Creator of Pakistan.
Jinnah had originally been dubious about the practicability of Pakistan, an idea 
that Sir Muhammad Iqbal had propounded to the Muslim League conference of 1930; 
but before long he became convinced that a Muslim homeland on the Indian 
subcontinent was the only way of safeguarding Muslim interests and the Muslim 
way of life. It was not religious persecution that he feared so much as the 
future exclusion of Muslims from all prospects of advancement within India as 
soon as power became vested in the close-knit structure of Hindu social 
organisation. To guard against this danger he carried on a nation-wide campaign 
to warn his coreligionists of the perils of their position, and he converted the 
Muslim League into a powerful instrument for unifying the Muslims into a nation.

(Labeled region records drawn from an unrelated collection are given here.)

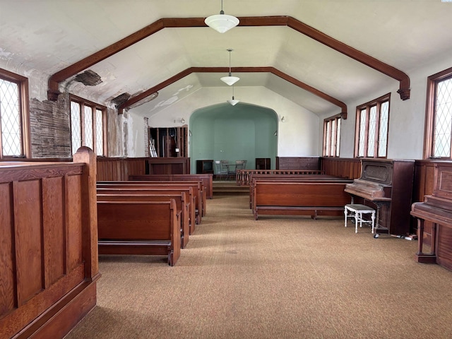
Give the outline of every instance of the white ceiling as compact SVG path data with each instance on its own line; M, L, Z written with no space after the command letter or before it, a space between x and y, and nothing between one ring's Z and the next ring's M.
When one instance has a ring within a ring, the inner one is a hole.
M220 0L0 0L0 65L45 78L163 18L205 18ZM452 3L441 0L224 0L237 17L289 16L405 73L452 52ZM287 26L165 28L89 69L102 83L61 89L101 104L138 94L189 67L273 66L347 102L398 82ZM147 116L225 74L197 73L137 107ZM268 73L234 73L240 86L265 86L318 114L331 103ZM238 88L237 88L238 90ZM339 112L339 111L338 111Z

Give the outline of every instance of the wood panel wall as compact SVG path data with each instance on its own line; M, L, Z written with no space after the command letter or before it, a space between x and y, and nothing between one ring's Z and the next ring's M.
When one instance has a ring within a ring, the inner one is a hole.
M0 163L0 337L62 338L95 306L95 155Z
M98 157L97 180L128 180L129 175L146 174L148 157Z
M361 160L358 158L321 157L320 169L326 174L344 179L357 179L361 176Z

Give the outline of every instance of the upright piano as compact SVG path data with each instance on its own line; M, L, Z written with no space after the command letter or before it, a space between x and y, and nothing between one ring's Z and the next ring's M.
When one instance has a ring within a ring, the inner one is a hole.
M376 210L375 232L410 233L415 160L362 159L361 177L345 186L352 203Z
M436 263L452 270L452 163L436 162L434 179L432 195L411 207L411 215L417 219L415 258L419 263ZM424 227L431 239L425 237ZM424 242L430 245L429 253L423 252Z

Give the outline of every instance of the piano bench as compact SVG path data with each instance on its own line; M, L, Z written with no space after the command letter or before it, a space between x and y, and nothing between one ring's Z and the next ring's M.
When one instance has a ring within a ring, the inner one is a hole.
M348 213L351 214L348 214ZM358 223L359 223L359 227L362 227L363 223L372 225L372 233L374 233L374 228L375 227L375 210L365 205L360 205L359 203L348 203L345 205L344 208L344 214L345 215L345 227L347 227L347 218L355 218L355 232L358 232ZM362 215L364 214L370 214L371 220L368 220L363 219Z

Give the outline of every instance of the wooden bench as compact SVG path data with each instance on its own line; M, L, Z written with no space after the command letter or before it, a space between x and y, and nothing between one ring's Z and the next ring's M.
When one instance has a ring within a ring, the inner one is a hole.
M284 182L284 181L290 181L290 182L305 182L305 181L333 181L333 182L339 182L342 180L345 180L347 183L351 182L350 179L343 179L338 177L335 177L333 175L326 175L326 174L254 174L252 176L251 182L250 183L249 187L249 208L252 208L253 207L253 196L254 196L254 182L256 180L263 180L263 181L278 181L278 182Z
M140 178L141 176L133 176L133 177ZM206 194L203 191L202 182L196 181L147 181L145 177L143 179L137 179L136 180L129 180L128 182L135 182L136 184L148 184L154 186L161 186L164 187L182 187L184 186L190 186L193 188L193 193L196 197L195 199L195 210L196 210L196 222L201 223L202 217L206 215Z
M351 180L306 182L254 182L253 214L343 216L350 196L344 191Z
M97 201L100 254L166 255L174 266L181 254L176 202Z
M179 194L136 194L133 191L123 191L110 194L97 194L97 201L170 201L174 199L177 209L177 224L181 227L181 248L184 249L189 243L190 204L186 200L185 192Z
M133 184L97 184L97 194L132 194L132 195L148 195L148 194L185 194L189 209L189 234L194 234L196 220L195 210L195 196L191 187L184 188L162 188L148 186L146 185Z
M235 174L235 182L239 186L249 185L255 174L316 175L323 174L325 172L320 170L238 170Z
M129 180L201 182L206 198L211 199L213 196L213 174L140 174L129 175Z

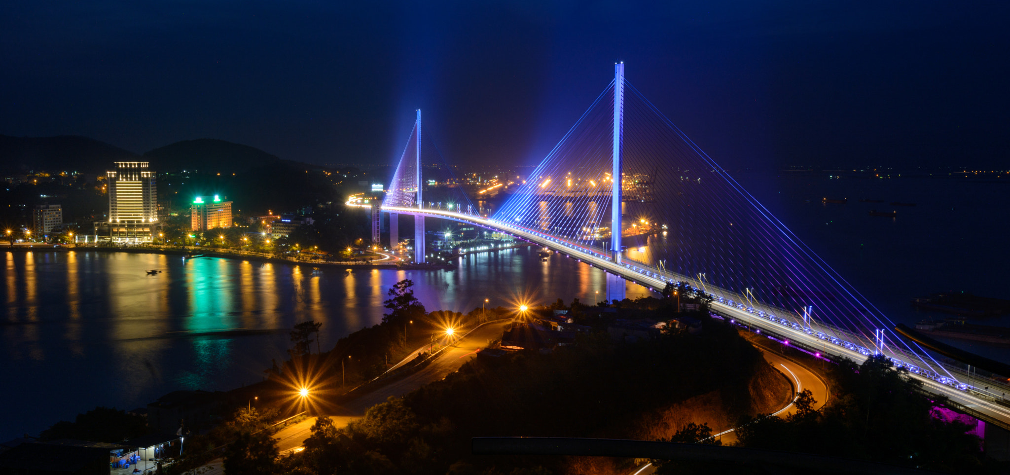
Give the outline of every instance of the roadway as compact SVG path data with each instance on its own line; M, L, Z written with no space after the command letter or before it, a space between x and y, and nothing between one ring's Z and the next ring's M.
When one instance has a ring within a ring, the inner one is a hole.
M425 384L445 379L445 376L459 370L464 363L476 358L477 352L487 347L489 340L501 338L505 327L511 321L492 321L474 328L460 338L451 347L442 350L441 354L435 357L428 366L370 391L357 395L351 393L350 399L345 400L336 410L332 411L333 413L327 415L333 419L333 423L337 428L343 428L347 422L364 416L369 407L386 401L390 396L403 396ZM416 353L414 352L413 355ZM281 454L301 448L302 442L311 435L312 424L315 423L315 420L316 417L309 417L274 435Z
M796 399L796 394L804 389L809 389L814 395L814 400L817 402L814 404L814 409L820 409L827 403L828 390L827 383L817 375L814 371L807 369L807 367L790 360L782 356L781 354L775 352L773 348L764 347L754 344L754 348L762 352L762 356L765 357L765 361L768 362L773 368L778 370L780 373L789 379L789 383L793 385L793 390L795 391L793 398L790 400L789 404L772 413L772 415L778 415L780 417L788 417L796 413L796 406L793 405L793 401ZM721 433L715 434L713 437L717 438L723 445L730 445L736 442L736 429L729 429Z
M349 205L354 205L350 201L347 202ZM641 269L630 264L618 264L614 263L608 256L598 253L594 250L590 250L581 246L577 246L571 243L567 243L563 240L541 233L539 231L534 231L531 229L520 228L512 226L503 222L494 221L480 216L474 216L470 214L458 213L453 211L446 211L441 209L418 209L418 208L406 208L397 206L383 206L383 210L387 212L397 212L403 214L415 214L415 215L425 215L430 217L438 217L445 219L452 219L456 221L467 222L476 224L482 227L493 229L496 231L504 231L520 238L522 240L534 243L540 246L550 248L554 251L567 254L578 259L580 262L585 261L594 267L602 269L608 273L619 275L631 282L637 283L648 289L662 289L667 285L668 280L671 278L671 273L666 273L661 275L659 271ZM673 275L674 280L685 281L692 283L697 287L704 287L698 284L694 279L690 279L683 276ZM714 288L713 288L714 290ZM721 289L720 289L721 290ZM714 293L714 292L709 292ZM730 292L725 292L727 295L732 295ZM727 303L713 301L712 308L724 315L729 315L741 322L747 322L749 325L762 328L765 330L770 330L780 336L785 337L788 341L793 341L797 343L802 343L810 348L820 348L824 355L829 357L844 357L848 358L856 363L863 363L866 361L867 356L849 350L847 348L834 345L826 344L823 340L817 338L816 336L807 335L803 329L793 328L791 326L779 324L778 322L771 321L764 317L758 316L753 313L747 312L744 309L737 308L735 306L729 305ZM786 316L786 315L783 315ZM889 351L885 351L885 354ZM896 359L907 359L905 356L901 355L888 355L893 356ZM935 368L937 373L948 374L949 373L938 365L929 364L925 361L914 362L917 366L925 368ZM981 414L984 418L991 418L993 420L998 420L1004 424L1010 424L1010 407L1002 405L996 401L988 400L975 393L960 390L956 387L947 384L941 384L933 379L925 377L923 375L910 373L912 378L920 380L923 382L923 387L934 394L942 394L949 397L951 400L956 401ZM988 381L984 379L973 379L971 377L960 375L957 378L953 378L949 375L950 379L957 382L968 382L974 387L983 387L990 385Z

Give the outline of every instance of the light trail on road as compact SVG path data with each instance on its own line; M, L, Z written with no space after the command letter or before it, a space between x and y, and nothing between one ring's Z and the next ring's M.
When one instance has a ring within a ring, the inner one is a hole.
M348 200L347 204L351 204L350 200ZM726 291L724 289L719 289L714 286L705 286L703 283L698 282L695 279L691 279L685 276L680 276L671 272L661 272L659 270L646 270L644 268L639 268L637 266L632 266L630 264L616 264L613 261L611 261L606 255L588 249L586 247L579 246L573 243L568 243L564 240L560 240L558 238L553 238L551 235L541 233L538 231L533 231L531 229L519 228L510 225L508 223L494 219L484 218L460 212L447 211L442 209L427 209L427 208L418 209L418 208L406 208L406 207L396 207L396 206L383 206L383 210L388 212L423 215L435 218L447 218L460 222L479 225L481 227L485 227L499 232L506 232L516 238L522 239L524 241L534 243L546 248L550 248L551 250L554 250L562 254L575 257L580 262L586 262L596 268L602 269L605 272L620 276L626 280L637 283L652 291L655 291L655 289L664 288L667 285L667 283L673 280L673 281L687 282L688 284L698 289L705 289L707 293L715 295L716 297L718 297L716 292L722 293L723 295L733 295L732 292ZM714 311L730 315L730 317L740 321L747 321L748 326L758 327L766 331L772 331L774 334L781 335L785 337L787 341L802 343L803 345L809 348L823 347L822 352L824 353L825 357L827 356L831 356L834 358L843 357L854 361L856 364L862 364L870 356L869 354L864 355L860 352L849 350L848 348L844 348L839 345L827 344L823 340L815 336L808 335L803 330L793 328L792 326L787 326L785 324L780 324L778 321L769 321L769 319L766 318L765 316L755 315L753 313L745 311L744 309L740 309L738 307L729 305L726 302L720 302L716 300L712 302L711 306ZM786 310L779 311L779 313L791 317L795 316L792 312L788 312ZM796 323L793 324L795 325ZM822 323L821 326L826 327L827 325L824 325ZM839 334L842 332L840 331L840 329L833 327L831 328L831 330L834 330ZM862 347L858 348L862 349ZM889 352L890 349L885 349L884 354L888 356L893 355L893 353L889 355ZM907 359L909 358L909 356L906 355L901 358ZM902 361L901 358L895 358L895 359ZM956 386L957 383L965 384L961 383L957 380L957 378L954 378L952 375L950 375L949 371L944 369L935 361L930 363L922 359L921 356L919 356L918 358L921 362L920 366L924 366L926 368L938 367L940 371L943 371L948 375L948 376L937 376L937 378L952 381L953 382L952 384L954 384L954 386ZM967 392L966 390L961 390L956 387L949 386L946 384L940 384L930 377L924 376L922 374L916 374L913 371L910 371L909 375L910 377L925 383L924 387L929 388L930 392L945 395L955 401L964 401L960 403L973 410L978 411L981 414L984 414L987 417L992 417L993 419L999 420L1004 424L1010 424L1010 408L1002 406L995 401L987 400L974 393ZM966 376L963 376L962 379L974 382L974 380ZM971 386L973 388L977 387L978 382L976 382L976 384Z

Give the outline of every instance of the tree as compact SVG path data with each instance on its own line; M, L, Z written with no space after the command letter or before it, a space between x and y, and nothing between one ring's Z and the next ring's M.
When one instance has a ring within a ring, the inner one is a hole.
M379 444L405 444L417 430L417 416L403 403L390 396L365 412L365 417L348 424L349 431Z
M708 422L698 425L694 422L688 422L687 425L681 428L670 438L670 441L665 442L676 442L679 444L707 444L713 446L722 445L721 442L712 439L712 428L708 426Z
M278 455L277 441L267 432L241 433L224 452L224 473L270 475Z
M789 416L790 421L806 421L813 420L817 417L819 413L817 409L814 409L814 404L817 400L814 399L814 393L810 392L809 389L804 389L796 396L796 400L793 401L793 406L796 407L796 413Z
M294 329L291 330L291 343L295 344L295 346L291 350L288 350L292 358L306 356L311 353L312 334L318 334L321 326L322 322L316 323L314 320L302 321L295 324ZM318 335L316 340L318 340ZM316 343L316 350L318 349L319 344Z
M390 298L383 302L383 306L390 310L382 315L383 323L400 323L424 315L424 305L414 297L413 286L414 281L410 279L393 284L387 293Z

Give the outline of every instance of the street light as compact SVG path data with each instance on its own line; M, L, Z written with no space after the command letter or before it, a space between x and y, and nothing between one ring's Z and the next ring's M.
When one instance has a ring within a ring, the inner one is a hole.
M349 360L349 359L350 359L350 355L347 355L347 360ZM340 389L342 389L343 392L347 392L347 378L344 376L344 373L343 373L343 362L345 362L347 360L343 360L343 359L340 360Z

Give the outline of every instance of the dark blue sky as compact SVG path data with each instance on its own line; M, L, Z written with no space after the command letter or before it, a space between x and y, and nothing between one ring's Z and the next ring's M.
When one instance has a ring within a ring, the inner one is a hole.
M1006 169L1010 8L965 3L7 1L0 133L392 163L420 107L534 164L624 61L727 166Z

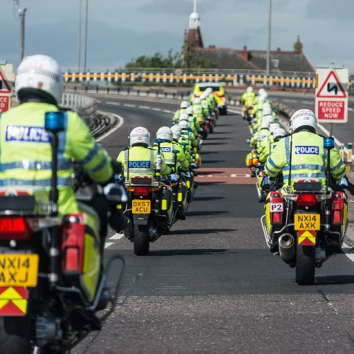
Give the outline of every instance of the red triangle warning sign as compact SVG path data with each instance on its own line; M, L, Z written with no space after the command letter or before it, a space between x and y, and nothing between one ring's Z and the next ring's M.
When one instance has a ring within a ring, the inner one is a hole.
M346 92L343 88L337 75L332 70L324 80L316 97L324 98L346 98Z
M8 80L6 79L1 69L0 69L0 93L11 93L11 88L8 83Z

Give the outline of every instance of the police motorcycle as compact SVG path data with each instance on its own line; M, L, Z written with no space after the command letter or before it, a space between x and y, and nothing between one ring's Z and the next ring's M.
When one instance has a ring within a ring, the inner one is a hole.
M313 284L315 268L342 252L348 227L348 205L342 192L348 183L342 178L338 186L333 185L330 151L334 139L324 138L324 146L328 151L326 187L310 178L295 182L287 194L270 192L266 215L261 219L268 246L295 268L295 281L299 285ZM291 169L289 185L290 175Z
M242 110L242 117L243 118L243 120L247 120L249 123L253 118L253 115L252 114L253 107L253 105L243 106L243 109Z
M172 187L168 180L162 181L160 179L161 163L159 149L155 178L147 176L131 177L129 164L127 178L121 178L129 193L124 214L129 221L123 229L123 234L133 243L134 254L137 256L147 255L150 243L169 232L176 220L177 209L174 209Z
M2 354L70 353L91 331L101 328L102 320L114 309L119 288L118 284L111 299L105 285L103 245L94 231L106 231L109 216L102 220L91 205L100 192L116 213L127 194L115 183L107 185L104 191L94 183L89 187L86 183L87 188L77 184L78 205L85 214L69 214L60 219L57 151L57 133L64 130L63 113L46 113L45 129L51 133L50 195L38 187L0 190ZM115 215L112 212L109 218L112 227L118 227ZM109 312L99 316L97 312L106 308L109 301Z

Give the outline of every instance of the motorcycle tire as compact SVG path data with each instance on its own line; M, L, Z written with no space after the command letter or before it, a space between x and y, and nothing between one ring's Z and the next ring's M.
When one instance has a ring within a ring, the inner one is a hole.
M313 285L315 283L315 247L297 245L295 281L299 285Z
M1 354L30 354L30 319L0 317L0 352Z
M134 225L134 254L146 256L150 247L149 225Z

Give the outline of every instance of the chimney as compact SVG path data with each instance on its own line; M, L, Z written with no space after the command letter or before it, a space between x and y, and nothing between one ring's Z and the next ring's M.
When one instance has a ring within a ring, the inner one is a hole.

Muhammad Ali Jinnah, addressing a procession on 23rd March, 1940
At this point, Jinnah emerged as the leader of a renascent Muslim nation. Events 
began to move fast. On March 22-23, 1940, in Lahore, the league adopted a 
resolution to form a separate Muslim state, Pakistan. The Pakistan idea was 
first ridiculed and then tenaciously opposed by the Congress. But it captured 
the imagination of the Muslims. Pitted against Jinnah were men of the stature of 
Gandhi and Jawaharlal Nehru. And the British government seemed to be intent on 
maintaining the political unity of the Indian subcontinent. But Jinnah led his 
movement with such skill and tenacity that ultimately both the Congress and the 
British government had no option but to agree to the partitioning of India. 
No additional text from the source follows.